The upgraded resources and reserves place Perseus in a strong footing to achieve its goal of 500,000 ounces of annual gold production after returning FY20 financial results described as "outstanding".
In FY20, Perseus recorded EBITDA from operations of A$273.8 million, a 67% increase compared to the previous financial year.
Robust resource modelling
Perseus managing director and CEO Jeff Quartermaine said: “In the last twelve months, our Mineral Resource modelling at Edikan and Sissingué has proven to be robust with acceptable reconciliations being achieved between contained metal forecast by our block models and the metal we actually recovered at both mines.

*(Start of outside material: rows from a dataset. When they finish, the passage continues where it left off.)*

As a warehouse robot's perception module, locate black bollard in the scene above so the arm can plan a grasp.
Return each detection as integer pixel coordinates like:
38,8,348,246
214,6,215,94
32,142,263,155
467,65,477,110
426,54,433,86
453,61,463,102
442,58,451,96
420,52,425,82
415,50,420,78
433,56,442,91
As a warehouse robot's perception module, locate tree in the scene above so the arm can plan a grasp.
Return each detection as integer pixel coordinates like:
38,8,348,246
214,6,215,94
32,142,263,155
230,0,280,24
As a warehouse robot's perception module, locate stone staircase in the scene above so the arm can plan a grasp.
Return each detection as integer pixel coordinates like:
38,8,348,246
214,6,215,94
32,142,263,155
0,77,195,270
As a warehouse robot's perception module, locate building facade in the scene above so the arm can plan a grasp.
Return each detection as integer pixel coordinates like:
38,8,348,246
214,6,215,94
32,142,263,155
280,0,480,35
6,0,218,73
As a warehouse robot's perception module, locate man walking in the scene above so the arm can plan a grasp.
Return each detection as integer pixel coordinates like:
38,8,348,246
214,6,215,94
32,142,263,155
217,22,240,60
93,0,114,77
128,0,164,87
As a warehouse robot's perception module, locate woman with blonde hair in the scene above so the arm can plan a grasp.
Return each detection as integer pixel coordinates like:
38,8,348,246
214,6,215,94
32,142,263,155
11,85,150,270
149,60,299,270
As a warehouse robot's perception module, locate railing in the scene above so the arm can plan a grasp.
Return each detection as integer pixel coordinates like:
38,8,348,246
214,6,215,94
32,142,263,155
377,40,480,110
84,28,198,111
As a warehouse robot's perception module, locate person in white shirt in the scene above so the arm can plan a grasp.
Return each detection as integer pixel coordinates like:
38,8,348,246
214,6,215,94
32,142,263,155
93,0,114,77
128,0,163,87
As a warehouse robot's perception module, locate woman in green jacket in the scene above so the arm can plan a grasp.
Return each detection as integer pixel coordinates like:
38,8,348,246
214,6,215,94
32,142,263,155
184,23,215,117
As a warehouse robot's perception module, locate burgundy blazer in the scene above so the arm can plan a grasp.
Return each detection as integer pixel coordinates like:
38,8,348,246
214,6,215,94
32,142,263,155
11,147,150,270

“Notwithstanding this, we have updated our resource models based on the outcomes of our stringent reconciliation processes, striving to continually improve our ability to provide the best possible forecast of future ounce production.”
Increase in ore reserves
Quartermaine added “Our latest Ore Reserve estimates assume a gold price of US$1,300 per ounce for calculating revenues, US$100 per ounce more the price previously assumed.
“Pit shells have variously been used to guide pit designs based on gold prices between US$1,040 and US$1,300 per ounce, depending on the mine life of the deposit.
“This has increased the Ore Reserves at both the AF Gap and Fetish deposits at Edikan.
“Additional drilling at the Fimbiasso deposits near Sissingué and the Bokitsi South deposit at Edikan has resulted in modest additions to the Ore Reserves and importantly improved the level of confidence in the accuracy of the various estimates.
“Despite mining depletion of over three hundred thousand in situ ounces in the last 12 months, Perseus’s total Ore Reserves have incrementally increased due to near mine exploration success and pit optimisations.”